The claimants and defendant are brothers. The claimants brought this claim to challenge the dispositions made by their father in his last will. The principal asset in their father’s estate was his share in the market garden business which the family had operated together for many years, through a partnership which included several parcels of land and a company. Their father died in 2017, having changed his will in 2015 to leave the residue of his estate, including his share in the business, to the defendant and nothing to the claimants.
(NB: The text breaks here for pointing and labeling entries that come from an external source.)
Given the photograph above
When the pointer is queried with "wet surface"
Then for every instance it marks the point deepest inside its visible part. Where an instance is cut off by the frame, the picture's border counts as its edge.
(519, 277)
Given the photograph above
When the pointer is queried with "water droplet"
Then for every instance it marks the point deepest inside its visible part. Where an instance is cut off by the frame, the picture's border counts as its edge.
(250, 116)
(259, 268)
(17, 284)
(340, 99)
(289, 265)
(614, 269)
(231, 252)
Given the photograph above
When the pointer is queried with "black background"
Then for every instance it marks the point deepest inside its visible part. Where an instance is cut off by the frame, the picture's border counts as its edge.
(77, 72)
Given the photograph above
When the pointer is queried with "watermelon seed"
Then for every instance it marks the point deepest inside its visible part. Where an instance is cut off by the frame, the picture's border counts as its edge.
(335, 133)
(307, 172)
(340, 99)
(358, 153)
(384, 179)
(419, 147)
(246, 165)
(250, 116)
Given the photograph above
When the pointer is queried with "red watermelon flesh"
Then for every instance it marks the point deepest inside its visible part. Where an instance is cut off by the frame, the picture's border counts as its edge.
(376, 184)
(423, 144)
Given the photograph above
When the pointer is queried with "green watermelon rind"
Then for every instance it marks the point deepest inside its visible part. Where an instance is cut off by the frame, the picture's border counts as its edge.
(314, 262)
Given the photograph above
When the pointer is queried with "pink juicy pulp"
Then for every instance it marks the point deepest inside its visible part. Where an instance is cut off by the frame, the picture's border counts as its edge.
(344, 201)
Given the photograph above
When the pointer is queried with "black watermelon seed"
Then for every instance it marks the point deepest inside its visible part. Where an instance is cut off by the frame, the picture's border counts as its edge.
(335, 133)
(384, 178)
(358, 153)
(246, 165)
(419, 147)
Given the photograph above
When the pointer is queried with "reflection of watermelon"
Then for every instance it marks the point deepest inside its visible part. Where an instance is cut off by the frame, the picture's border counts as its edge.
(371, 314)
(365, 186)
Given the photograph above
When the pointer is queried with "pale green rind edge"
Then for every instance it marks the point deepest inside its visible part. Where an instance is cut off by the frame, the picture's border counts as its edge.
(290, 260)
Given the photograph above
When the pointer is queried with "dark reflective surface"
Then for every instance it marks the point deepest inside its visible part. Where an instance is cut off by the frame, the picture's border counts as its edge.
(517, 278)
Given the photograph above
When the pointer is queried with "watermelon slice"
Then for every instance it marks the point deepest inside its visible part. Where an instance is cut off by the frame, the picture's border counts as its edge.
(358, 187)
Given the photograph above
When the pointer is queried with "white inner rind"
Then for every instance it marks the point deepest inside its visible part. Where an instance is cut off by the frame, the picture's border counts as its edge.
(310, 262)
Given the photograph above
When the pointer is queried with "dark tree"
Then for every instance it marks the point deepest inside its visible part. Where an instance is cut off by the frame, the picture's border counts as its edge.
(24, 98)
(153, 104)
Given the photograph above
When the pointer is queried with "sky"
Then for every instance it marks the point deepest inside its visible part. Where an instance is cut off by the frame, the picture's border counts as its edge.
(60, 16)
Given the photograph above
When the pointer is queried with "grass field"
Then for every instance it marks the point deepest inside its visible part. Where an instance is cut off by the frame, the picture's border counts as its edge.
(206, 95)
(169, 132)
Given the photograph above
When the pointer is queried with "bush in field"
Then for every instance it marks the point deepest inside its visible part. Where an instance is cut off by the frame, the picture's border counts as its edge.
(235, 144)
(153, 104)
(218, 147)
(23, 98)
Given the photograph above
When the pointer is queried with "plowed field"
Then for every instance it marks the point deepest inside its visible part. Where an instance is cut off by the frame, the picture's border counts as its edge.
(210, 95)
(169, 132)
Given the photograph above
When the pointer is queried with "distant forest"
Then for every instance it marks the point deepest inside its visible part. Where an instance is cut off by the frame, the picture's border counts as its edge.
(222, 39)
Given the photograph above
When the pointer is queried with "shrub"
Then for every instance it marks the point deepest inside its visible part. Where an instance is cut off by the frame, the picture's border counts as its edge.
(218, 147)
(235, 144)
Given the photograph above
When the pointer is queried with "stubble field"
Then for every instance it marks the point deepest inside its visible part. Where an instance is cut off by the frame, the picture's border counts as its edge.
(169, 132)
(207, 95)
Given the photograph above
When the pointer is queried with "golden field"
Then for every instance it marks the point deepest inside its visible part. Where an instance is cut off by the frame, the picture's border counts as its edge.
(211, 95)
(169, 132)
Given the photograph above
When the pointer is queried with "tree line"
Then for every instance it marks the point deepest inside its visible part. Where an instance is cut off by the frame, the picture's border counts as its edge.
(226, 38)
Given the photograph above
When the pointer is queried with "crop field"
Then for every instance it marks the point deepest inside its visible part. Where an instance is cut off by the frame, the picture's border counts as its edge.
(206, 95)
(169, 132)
The claimants brought the claim, inter alia, on the basis of proprietary estoppel, contending that their father and mother (who had predeceased) had made numerous assurances to them over the years to the effect that, if they committed their lives to working in the family business, their parents would leave everything or at least their shares in the business to their sons equally, and that the claimants relied to their detriment on those assurances.
Following a 4-day trial in July 2023, Zacaroli J, sitting in the High Court in Bristol, today handed down judgment in the case.
The Judge found in favour of the claimants on their proprietary estoppel claim in relation to their father’s share in the family business, which would therefore be divided equally in thirds between the claimants and defendant.
He rejected the contention, inter alia, that the claimants had received sufficient value from the realisation of their shares in the family business to prevent an estoppel from arising on the basis that there had been no detriment due to countervailing benefits or otherwise that it was not unconscionable to do so or that the equity had been satisfied so that no remedy should be awarded.
Adopting the starting point suggested in Guest v Guest, he decided the appropriate remedy in the case, where assurances had been made and acted on over many years, was to give full effect to the assurances.